While production cost will escalate due to the Uttar Pradesh government raising the state advised price (SAP) for sugarcane by Rs 25 per quintal, better sugar realisations and recovery rates are likely to keep efficient mills profitable, ICRA said in a report.
The Rs 25 per quintal increase in UP government’s SAP for sugarcane for the season SY2016-17 is likely to result in an increase in the cost of production by around Rs 2,500 per tonne, rating agency ICRA said.
However, given the likelihood of healthy sugar realisations and sugar recovery rates, ICRA expects that most UP-based sugar mills, especially the efficient and integrated ones, will be able to absorb the costs and remain profitable.
“We expect sugar prices to remain steady in the next 3-4 quarters, given the domestic and global supply deficit.

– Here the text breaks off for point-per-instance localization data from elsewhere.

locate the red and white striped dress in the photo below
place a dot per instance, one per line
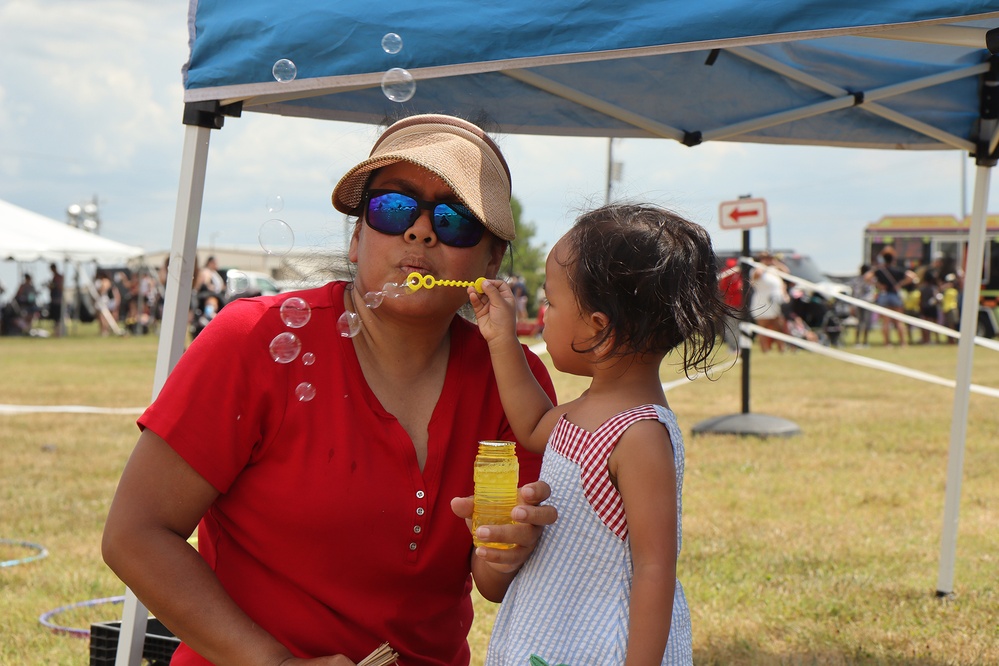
(570, 602)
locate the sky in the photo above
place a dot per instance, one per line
(91, 102)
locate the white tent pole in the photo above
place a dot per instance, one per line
(962, 390)
(173, 333)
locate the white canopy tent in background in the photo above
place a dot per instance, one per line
(895, 74)
(26, 236)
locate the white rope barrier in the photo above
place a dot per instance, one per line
(884, 312)
(67, 409)
(865, 361)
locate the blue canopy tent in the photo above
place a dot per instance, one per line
(896, 74)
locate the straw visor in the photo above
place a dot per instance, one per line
(457, 151)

Further, UP-based sugar mills are likely to continue to derive the benefit from the improved sugar recovery rates arising out of cane development activities undertaken in the past.

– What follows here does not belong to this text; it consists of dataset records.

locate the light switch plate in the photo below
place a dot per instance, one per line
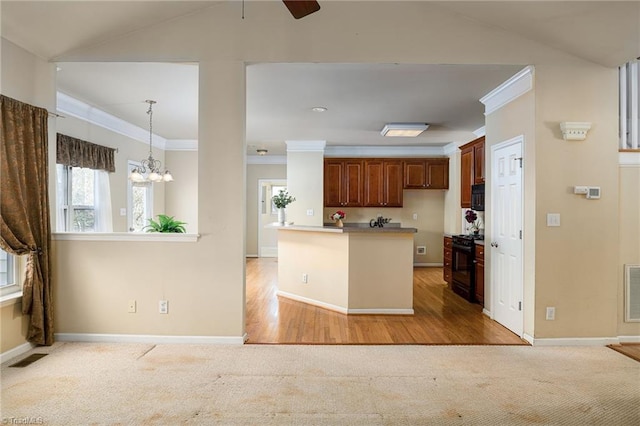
(553, 219)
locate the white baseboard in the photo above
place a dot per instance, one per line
(575, 341)
(17, 351)
(381, 311)
(149, 338)
(629, 339)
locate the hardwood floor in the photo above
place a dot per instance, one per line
(441, 317)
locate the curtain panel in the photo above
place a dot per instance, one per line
(24, 208)
(78, 153)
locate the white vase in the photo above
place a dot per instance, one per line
(281, 215)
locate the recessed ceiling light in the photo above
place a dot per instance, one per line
(407, 130)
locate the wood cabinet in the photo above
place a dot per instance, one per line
(479, 273)
(472, 169)
(447, 262)
(426, 173)
(382, 183)
(343, 182)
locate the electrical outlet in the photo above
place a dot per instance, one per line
(551, 313)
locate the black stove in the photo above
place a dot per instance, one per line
(463, 265)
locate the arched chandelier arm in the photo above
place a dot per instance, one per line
(150, 164)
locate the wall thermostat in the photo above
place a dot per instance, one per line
(594, 192)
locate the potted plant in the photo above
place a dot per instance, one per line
(338, 216)
(281, 201)
(165, 224)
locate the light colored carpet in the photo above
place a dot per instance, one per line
(143, 384)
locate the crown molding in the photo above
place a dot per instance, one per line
(452, 148)
(482, 131)
(510, 90)
(68, 105)
(181, 145)
(383, 151)
(266, 159)
(306, 146)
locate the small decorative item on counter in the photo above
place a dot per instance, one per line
(379, 222)
(338, 216)
(472, 218)
(166, 224)
(281, 201)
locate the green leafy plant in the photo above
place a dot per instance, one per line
(283, 199)
(165, 224)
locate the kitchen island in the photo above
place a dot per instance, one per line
(352, 270)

Thus, while the UP-based sugar mills may see some reduction in margins compared to what was seen in the previous two quarters, their margins are still likely to remain satisfactory in the near-term.
This may be especially true for efficient and forward integrated mills,” ICRA Senior VP Sabyasachi Majumdar said.
Last week, the UP government announced a Rs 25 per quintal increase in SAP of sugarcane for the sugar year (SY) 2016-17 (October-September season).
The order raises the cane price for the normal varieties to Rs 305 per quintal in SY2016-17 from Rs 280 per quintal in SY2015-16, and that for the early maturing varieties to Rs 315 per quintal from Rs 290 per quintal.
For the rejected varieties, the SAP has been raised to Rs 300 per quintal from Rs 275 per quintal.
At these prices, ICRA expects the landed cost of cane (inclusive of basic SAP, taxes and levies and inward freight costs) to be around Rs 321-325 per quintal.
ICRA said with the new cane prices, the cost of production for sugar is might increase by around Rs 2,500 per tonne vis-a-vis SY2015-16 and stand at around Rs 28,500-30,500 per tonne, given that the recovery rates for most UP-based sugar mills range between 5 per cent and 11 per cent.
However, ICRA expects the UP-based sugar mills to continue to report steady sugar realisations (currently at Rs 35,500 per tonne) in the near-term, given the supply deficit, both domestically and globally.
This apart, these mills are likely to continue to derive benefits from the relatively healthy recovery rates.
Margins will to come down from the levels seen in the previous two quarters (Apr-Sep 2016), but they will still be satisfactory for most efficient and forward integrated sugar mills over the next two to three quarters, ICRA pointed out.
ICRA, however, said for SY 2016-17, mills will have to pay the entire cane price upfront, unlike in SY2015-16, when they were given the flexibility of paying Rs 50 per quintal (out of the total basic SAP of Rs 280 per quintal) within a period of 90 days.
This may have some short-term liquidity impact on mills, which are financially weaker and relatively more leveraged.